In 2022, the Supreme Court was asked the question: May a criminal defendant “open the door” to evidence that it is otherwise inadmissible because of their Sixth Amendment right to confront adversarial witnesses? It is not unheard of that, at trial, a defendant’s attorney makes arguments that prosecutors and judges think will mislead the jury. Many times, these arguments reference evidence that—by evidentiary rule, pretrial ruling, or otherwise—is inadmissible. Trial courts have long been afforded the discretion to measure how much evidence can come through the door a defendant opens by raising these arguments to cure any false impression that may be left in the mind of the fact finder. When that door is open to evidence barred by the defendant’s confrontation rights, misleading arguments are met with testimonial hearsay, which, by definition, cannot have its reliability measured by the right of cross-examination.
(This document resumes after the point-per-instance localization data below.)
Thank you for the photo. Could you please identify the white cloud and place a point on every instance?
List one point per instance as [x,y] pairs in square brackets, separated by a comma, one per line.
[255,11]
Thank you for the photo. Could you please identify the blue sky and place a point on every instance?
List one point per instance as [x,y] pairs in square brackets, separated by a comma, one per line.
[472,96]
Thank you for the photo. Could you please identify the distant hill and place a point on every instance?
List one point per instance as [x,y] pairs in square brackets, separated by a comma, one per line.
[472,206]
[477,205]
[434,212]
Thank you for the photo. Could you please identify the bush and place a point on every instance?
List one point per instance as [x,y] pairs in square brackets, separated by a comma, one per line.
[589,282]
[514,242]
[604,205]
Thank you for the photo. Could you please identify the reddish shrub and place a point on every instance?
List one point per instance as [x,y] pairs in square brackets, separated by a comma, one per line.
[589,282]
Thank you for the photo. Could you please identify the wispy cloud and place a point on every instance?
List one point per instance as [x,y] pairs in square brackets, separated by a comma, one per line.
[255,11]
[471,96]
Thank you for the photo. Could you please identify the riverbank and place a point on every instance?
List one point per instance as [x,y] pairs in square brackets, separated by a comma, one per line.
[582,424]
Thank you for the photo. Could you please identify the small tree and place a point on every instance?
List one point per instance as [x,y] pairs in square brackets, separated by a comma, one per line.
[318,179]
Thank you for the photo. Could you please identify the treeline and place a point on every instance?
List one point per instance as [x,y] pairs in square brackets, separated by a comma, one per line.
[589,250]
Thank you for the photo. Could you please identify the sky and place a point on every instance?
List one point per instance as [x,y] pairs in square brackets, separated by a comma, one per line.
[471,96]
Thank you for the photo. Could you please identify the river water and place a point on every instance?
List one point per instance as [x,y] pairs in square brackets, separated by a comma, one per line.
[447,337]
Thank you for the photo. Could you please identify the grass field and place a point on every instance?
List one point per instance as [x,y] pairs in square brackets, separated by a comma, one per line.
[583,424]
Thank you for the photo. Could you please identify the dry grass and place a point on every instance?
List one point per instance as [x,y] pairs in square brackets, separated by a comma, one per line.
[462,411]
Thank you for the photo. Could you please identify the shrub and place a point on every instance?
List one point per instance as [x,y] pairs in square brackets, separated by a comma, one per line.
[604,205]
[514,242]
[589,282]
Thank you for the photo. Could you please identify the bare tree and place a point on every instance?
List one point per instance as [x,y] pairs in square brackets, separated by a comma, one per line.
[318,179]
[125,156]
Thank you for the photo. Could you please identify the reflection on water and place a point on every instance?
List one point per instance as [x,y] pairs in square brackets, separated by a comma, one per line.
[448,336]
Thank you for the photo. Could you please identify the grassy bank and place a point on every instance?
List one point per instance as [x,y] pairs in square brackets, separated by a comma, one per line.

Although the Court, in an eight-to-one opinion, answered that question in the negative, it overturned a two-decade-old majority rule that said otherwise. Consequently, a number of individuals were incarcerated and had their criminal convictions based on a rule that the Supreme Court later deemed unconstitutional. Thus a new question arises: Will all of those persons reap the benefit of the new rule? This Article explores the rule in Hemphill v. New York and whether it qualifies as a rule for retroactivity. This Article argues that under a well-established framework, courts should consider whether it is not only a new rule but a watershed rule of criminal procedure that is essential to the fundamental fairness of a criminal trial for three reasons. First, the confrontation right is a bedrock rule akin to the right to counsel. Second, a person’s right to cross-examination is critical to the truth-seeking function of trials. Third, convictions based on uncontroverted testimonial hearsay diminish their accuracy.